Just as there is a contrast between 'Jerusalem' (metaphor for faith, revelation, seminary, church) and 'Athens' (metaphor for philosophy, reason, university, world), so there is one between 'Jerusalem' and 'Antioch'. In the latter contrast Jerusalem stands for the church strongly connected to its heritage, conservative in thinking and traditional in values, and Antioch stands for the church facing its future in a new world of competing faiths and non-faiths, radical in thinking and with mission as the foremost of its values (further details in the Acts of the Apostles)!
We could also think of Antioch as the place where the first reformation of the church began. In Jerusalem a largely Jewish church worked out its identity in a Jewish environment. In Antioch the church sent out mission workers to the Gentile world with the result that the church became Jewish and Gentile, and developed an identity marked by distance from Judaism rather than inclusion within it. Increasingly I am understanding the twenty-first century as the time of a new reformation of the church (and particuarly of the Anglican Church to which I belong). The raging controversy over the Archbishop of Canterbury's promotion of sharia law (scarcely abated by subsequent attempts at clarification) actually has a huge amount in common with the unending controversy over sexuality issues. In both cases the church is wrestling with life in a changing world and seeking to find a way live it's life as a community among other communities. Questions posed in both controversies include, Can our community live at peace with other communities, and how? If our community is to relate to other communities what do we need to accommodate by way of values, beliefs, and customs?

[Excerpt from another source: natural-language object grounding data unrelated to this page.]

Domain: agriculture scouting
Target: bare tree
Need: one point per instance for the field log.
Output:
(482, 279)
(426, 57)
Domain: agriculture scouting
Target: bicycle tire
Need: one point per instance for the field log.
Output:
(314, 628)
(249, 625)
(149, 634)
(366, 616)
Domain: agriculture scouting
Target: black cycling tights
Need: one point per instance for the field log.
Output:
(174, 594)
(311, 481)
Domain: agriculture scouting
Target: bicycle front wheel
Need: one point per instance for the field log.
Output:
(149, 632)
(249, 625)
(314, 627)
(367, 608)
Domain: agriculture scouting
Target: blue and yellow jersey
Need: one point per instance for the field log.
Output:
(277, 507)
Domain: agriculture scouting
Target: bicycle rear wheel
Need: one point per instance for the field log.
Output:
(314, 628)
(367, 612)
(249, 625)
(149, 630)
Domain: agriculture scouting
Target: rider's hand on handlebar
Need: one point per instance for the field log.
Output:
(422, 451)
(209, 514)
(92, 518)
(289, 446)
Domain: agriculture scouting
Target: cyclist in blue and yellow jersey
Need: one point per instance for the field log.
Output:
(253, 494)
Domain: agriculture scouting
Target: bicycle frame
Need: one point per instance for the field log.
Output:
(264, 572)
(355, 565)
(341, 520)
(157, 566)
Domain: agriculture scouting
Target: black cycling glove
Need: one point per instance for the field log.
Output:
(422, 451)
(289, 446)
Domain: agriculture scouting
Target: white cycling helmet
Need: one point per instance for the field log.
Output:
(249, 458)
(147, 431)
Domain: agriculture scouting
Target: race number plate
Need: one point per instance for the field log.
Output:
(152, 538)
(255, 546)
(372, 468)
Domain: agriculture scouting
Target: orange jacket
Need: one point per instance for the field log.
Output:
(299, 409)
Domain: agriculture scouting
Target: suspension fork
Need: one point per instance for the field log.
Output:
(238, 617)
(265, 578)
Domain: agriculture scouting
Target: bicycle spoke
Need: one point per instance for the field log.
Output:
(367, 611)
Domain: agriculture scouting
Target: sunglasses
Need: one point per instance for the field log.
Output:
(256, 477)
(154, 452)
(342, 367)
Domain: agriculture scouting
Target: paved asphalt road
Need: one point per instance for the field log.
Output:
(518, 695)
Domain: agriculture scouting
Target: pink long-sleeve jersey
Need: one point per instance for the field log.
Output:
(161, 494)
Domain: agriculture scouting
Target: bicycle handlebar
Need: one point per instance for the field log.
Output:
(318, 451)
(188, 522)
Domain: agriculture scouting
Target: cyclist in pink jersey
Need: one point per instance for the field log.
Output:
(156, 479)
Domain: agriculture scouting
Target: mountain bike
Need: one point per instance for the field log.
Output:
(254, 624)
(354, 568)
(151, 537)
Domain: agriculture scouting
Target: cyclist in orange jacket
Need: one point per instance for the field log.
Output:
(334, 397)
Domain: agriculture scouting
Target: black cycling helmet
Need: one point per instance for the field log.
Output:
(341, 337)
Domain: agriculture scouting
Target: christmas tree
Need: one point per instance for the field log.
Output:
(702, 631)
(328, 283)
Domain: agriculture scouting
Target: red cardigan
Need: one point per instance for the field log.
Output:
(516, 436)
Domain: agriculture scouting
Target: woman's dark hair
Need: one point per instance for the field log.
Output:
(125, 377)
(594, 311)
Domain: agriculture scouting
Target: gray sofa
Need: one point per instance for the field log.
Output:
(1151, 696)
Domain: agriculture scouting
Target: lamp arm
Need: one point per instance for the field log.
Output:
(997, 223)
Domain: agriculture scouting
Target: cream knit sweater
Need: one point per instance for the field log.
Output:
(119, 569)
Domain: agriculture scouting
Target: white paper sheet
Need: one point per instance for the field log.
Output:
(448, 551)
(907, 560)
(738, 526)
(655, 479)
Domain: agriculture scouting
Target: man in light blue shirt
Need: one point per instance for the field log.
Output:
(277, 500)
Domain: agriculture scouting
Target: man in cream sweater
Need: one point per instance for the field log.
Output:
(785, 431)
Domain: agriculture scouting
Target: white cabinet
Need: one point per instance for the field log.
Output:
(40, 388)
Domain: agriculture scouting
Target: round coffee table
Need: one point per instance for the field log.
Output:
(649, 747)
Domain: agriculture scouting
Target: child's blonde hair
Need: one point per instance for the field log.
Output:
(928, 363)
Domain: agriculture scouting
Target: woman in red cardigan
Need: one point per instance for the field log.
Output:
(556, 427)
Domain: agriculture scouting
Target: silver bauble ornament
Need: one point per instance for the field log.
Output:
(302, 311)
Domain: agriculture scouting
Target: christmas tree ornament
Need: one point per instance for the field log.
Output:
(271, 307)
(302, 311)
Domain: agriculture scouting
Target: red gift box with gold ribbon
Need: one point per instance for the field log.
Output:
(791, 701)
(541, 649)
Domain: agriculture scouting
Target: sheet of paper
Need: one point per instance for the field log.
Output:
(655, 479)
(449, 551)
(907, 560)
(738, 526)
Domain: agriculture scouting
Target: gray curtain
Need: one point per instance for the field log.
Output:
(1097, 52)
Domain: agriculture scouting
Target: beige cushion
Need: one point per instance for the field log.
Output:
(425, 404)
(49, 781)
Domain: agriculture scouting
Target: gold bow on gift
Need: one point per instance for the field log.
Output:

Its the sense emerging that solutions from the past are inadequate for present challenges which supports the conclusion that this is a time of significant reformation. But what the church will look like post-reformation is somewhat unclear to me. Though I may just be a bear with a small brain! But, again, consider the controversies of sexuality and sharia. One is pushing the church to accommodate the global liberal culture of Western post-modern societies. The other is pushing the church to accomodate the global conservative culture of Islam. Can anyone predict what will emerge from that balancing act?